Punjabi is an Indo-Aryan language native language of the Punjabi people who inhabit the historical Punjab region of Pakistan and India. Punjabi developed from Sanskrit through Prakrit language and later Apabhraṃśa. Punjabi emerged as an Apabhramsha, a degenerated form of Prakrit, in the 7th century A.D. and became stable by the 10th century. By the 10th century, many Nath poets were associated with earlier Punjabi works. Arabic and Persian influence in the historical Punjab region began with the late first millennium Muslim conquests on the Indian subcontinent. (Source: Wikipedia)


Use CorpusImporter or browse the CLTK Github repository (anything beginning with punjabi_) to discover available Punjabi corpora.

In [1]: from cltk.corpus.utils.importer import CorpusImporter
In [2]: c = CorpusImporter('punjabi')
In [3]: c.list_corpora

Now from the list of available corpora import any one you like.


The Punjabi digits, vowels, consonants, and symbols are placed in cltk/corpus/punjabi/alphabet.py. It is fully commented, so look there for more information about the language's phonology.

To use Punjabi's independent vowels, for example:

In [1]: from cltk.corpus.punjabi.alphabet import INDEPENDENT_VOWELS

Out[2]: ['ਆ', 'ਇ', 'ਈ', 'ਉ', 'ਊ', 'ਏ', 'ਐ', 'ਓ', 'ਔ']

These are the INDEPENDENT_VOWELS, they don't need any other consonant to be printed, they are printed as just they are, they represent the sounds "aa", "i", "iii", "u", "uuu", "a", "oo", "o" and "ou", respectively.

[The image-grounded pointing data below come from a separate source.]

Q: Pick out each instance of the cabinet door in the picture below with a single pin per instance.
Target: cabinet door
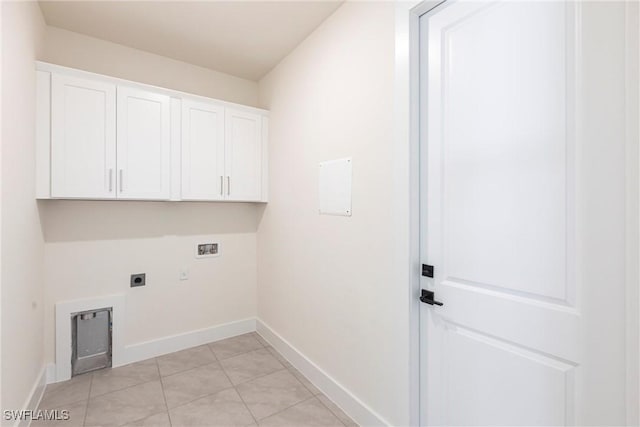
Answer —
(144, 146)
(243, 155)
(83, 138)
(202, 151)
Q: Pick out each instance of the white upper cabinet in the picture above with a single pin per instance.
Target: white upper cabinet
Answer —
(243, 155)
(99, 137)
(83, 138)
(202, 151)
(144, 145)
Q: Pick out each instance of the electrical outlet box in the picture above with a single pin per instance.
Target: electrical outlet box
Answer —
(207, 250)
(138, 280)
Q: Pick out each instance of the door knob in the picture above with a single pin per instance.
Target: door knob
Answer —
(428, 297)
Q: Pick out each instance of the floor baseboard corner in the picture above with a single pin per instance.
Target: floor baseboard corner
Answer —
(347, 401)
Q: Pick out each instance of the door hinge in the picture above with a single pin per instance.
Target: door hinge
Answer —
(427, 270)
(428, 297)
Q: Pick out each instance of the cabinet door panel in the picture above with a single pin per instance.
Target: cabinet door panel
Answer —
(202, 151)
(143, 145)
(83, 138)
(243, 154)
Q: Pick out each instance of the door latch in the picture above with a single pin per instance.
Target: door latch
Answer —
(428, 297)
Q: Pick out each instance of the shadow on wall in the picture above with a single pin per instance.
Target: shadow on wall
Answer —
(71, 220)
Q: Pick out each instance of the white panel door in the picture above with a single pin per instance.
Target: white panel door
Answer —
(83, 138)
(144, 145)
(243, 155)
(202, 151)
(499, 217)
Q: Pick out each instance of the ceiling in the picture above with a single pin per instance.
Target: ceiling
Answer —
(243, 38)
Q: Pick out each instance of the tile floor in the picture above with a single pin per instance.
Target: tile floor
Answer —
(240, 381)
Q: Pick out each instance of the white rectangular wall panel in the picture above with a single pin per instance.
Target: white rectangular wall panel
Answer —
(335, 187)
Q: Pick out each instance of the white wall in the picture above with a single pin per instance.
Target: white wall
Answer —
(327, 284)
(93, 247)
(22, 242)
(99, 56)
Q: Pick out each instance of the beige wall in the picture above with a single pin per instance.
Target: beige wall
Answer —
(325, 283)
(87, 53)
(93, 247)
(22, 242)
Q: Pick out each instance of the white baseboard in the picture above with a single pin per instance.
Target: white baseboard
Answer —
(165, 345)
(350, 404)
(169, 344)
(33, 400)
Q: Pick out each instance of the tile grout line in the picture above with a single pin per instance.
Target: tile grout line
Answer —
(330, 410)
(291, 406)
(166, 405)
(86, 408)
(238, 393)
(270, 350)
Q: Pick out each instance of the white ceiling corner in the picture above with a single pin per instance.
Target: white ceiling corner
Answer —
(242, 38)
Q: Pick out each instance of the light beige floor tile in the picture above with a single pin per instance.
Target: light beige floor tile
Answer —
(250, 365)
(221, 409)
(272, 393)
(234, 346)
(308, 413)
(157, 420)
(312, 388)
(107, 380)
(74, 412)
(185, 359)
(260, 339)
(198, 382)
(124, 406)
(280, 357)
(335, 409)
(59, 394)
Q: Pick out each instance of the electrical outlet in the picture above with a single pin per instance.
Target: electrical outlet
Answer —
(138, 280)
(207, 250)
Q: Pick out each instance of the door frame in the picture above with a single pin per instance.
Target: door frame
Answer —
(407, 196)
(407, 173)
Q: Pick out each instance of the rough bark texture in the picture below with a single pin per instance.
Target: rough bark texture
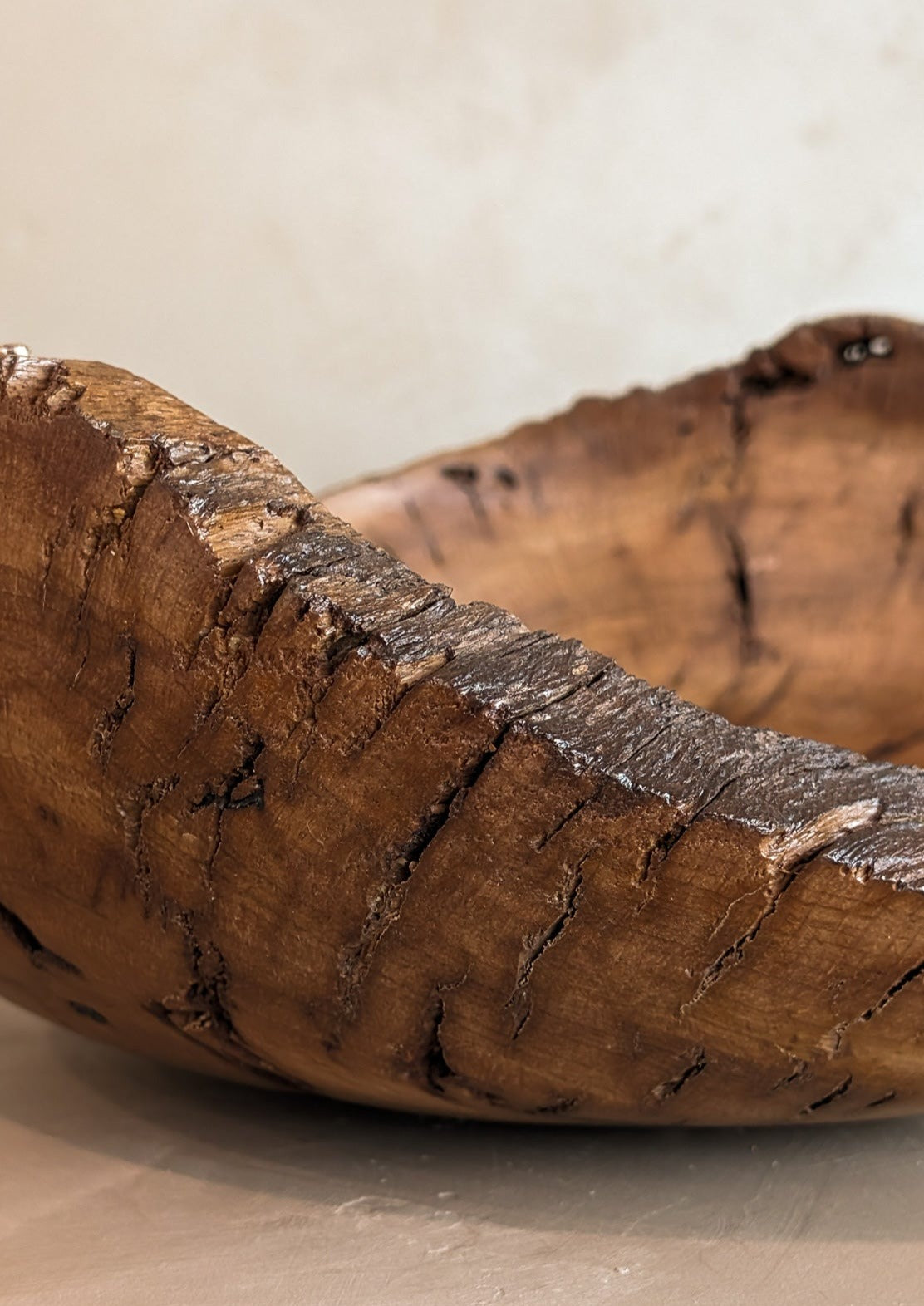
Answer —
(273, 806)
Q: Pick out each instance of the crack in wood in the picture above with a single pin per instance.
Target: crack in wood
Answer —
(568, 899)
(37, 952)
(671, 1087)
(838, 1091)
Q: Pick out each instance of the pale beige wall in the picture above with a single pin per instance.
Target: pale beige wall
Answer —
(361, 228)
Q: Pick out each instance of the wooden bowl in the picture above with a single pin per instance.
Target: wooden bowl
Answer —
(278, 808)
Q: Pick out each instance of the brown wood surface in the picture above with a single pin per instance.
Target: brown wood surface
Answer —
(273, 806)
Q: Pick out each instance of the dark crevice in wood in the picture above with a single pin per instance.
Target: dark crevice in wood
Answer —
(834, 1038)
(82, 1009)
(907, 528)
(570, 815)
(671, 1087)
(37, 952)
(388, 899)
(838, 1091)
(734, 954)
(467, 475)
(203, 1014)
(666, 842)
(795, 1077)
(743, 597)
(437, 1070)
(568, 897)
(109, 724)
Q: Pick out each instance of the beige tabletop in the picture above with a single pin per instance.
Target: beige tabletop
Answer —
(127, 1184)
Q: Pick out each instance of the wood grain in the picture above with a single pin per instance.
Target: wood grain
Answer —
(278, 808)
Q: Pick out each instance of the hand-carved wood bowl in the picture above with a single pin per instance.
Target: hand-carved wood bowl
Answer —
(275, 806)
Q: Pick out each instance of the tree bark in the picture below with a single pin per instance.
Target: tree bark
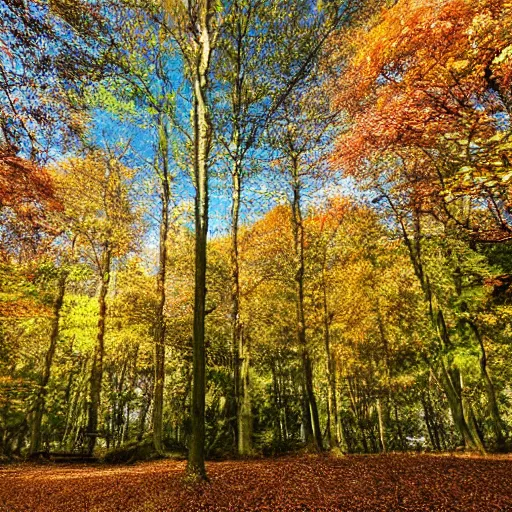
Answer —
(298, 235)
(202, 146)
(160, 327)
(99, 350)
(35, 440)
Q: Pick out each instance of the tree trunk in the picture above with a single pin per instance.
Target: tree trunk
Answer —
(99, 350)
(241, 351)
(298, 234)
(160, 327)
(382, 432)
(333, 437)
(202, 145)
(35, 440)
(494, 412)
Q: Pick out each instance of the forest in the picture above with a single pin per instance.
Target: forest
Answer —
(250, 235)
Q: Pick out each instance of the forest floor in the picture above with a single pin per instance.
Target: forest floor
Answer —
(351, 483)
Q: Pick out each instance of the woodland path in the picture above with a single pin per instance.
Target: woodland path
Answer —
(351, 483)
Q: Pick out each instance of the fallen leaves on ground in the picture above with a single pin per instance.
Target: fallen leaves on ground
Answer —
(316, 483)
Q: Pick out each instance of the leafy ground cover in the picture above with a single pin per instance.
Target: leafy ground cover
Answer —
(352, 483)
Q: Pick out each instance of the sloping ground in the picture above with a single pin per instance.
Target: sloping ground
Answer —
(353, 483)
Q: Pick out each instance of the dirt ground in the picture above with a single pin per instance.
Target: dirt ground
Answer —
(351, 483)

Similarly there are lists for DIGITS, DEPENDENT_VOWELS, CONSONANTS, BINDI_CONSONANTS (nasal pronunciation) and some OTHER_SYMBOLS (mostly for pronunciation).


These convert English numbers into Punjabi and vice-verse.

In[1]: from cltk.corpus.punjabi.numerifier import punToEnglish_number

In[2]: from cltk.corpus.punjabi.numerifier import englishToPun_number

In[3]: c = punToEnglish_number('੧੨੩੪੫੬੭੮੯੦')

In[4]: print(c)
Out[4]: 1234567890

In[5]: c = englishToPun_number(1234567890)

In[6]: print(c)
Out[6]: ੧੨੩੪੫੬੭੮੯੦

Stopword Filtering

To use the CLTK's built-in stopwords list:

In[1]: from cltk.tokenize.indian_tokenizer import indian_punctuation_tokenize_regex

In[2]: from cltk.stop.punjabi.stops import STOPS_LIST

In[3]: sample = "ਪੰਜਾਬੀ ਪੰਜਾਬ ਦੀ ਮੁਖੱ ਬੋੋਲਣ ਜਾਣ ਵਾਲੀ ਭਾਸ਼ਾ ਹੈ।"

In[4]: x = indian_punctuation_tokenize_regex(sample)

In[5]: print(x)
Out[5]: ['ਪੰਜਾਬੀ', 'ਪੰਜਾਬ', 'ਦੀ', 'ਮੁਖੱ', 'ਬੋੋਲਣ', 'ਜਾਣ', 'ਵਾਲੀ', 'ਭਾਸ਼ਾ', 'ਹੈ', '।']

In[6]: lis = [w for w in x if not w in STOPS_LIST]

In[7]: print (lis)
Out[7]: ['ਪੰਜਾਬੀ', 'ਪੰਜਾਬ', 'ਮੁਖੱ', 'ਬੋੋਲਣ', 'ਜਾਣ', 'ਭਾਸ਼ਾ', '।']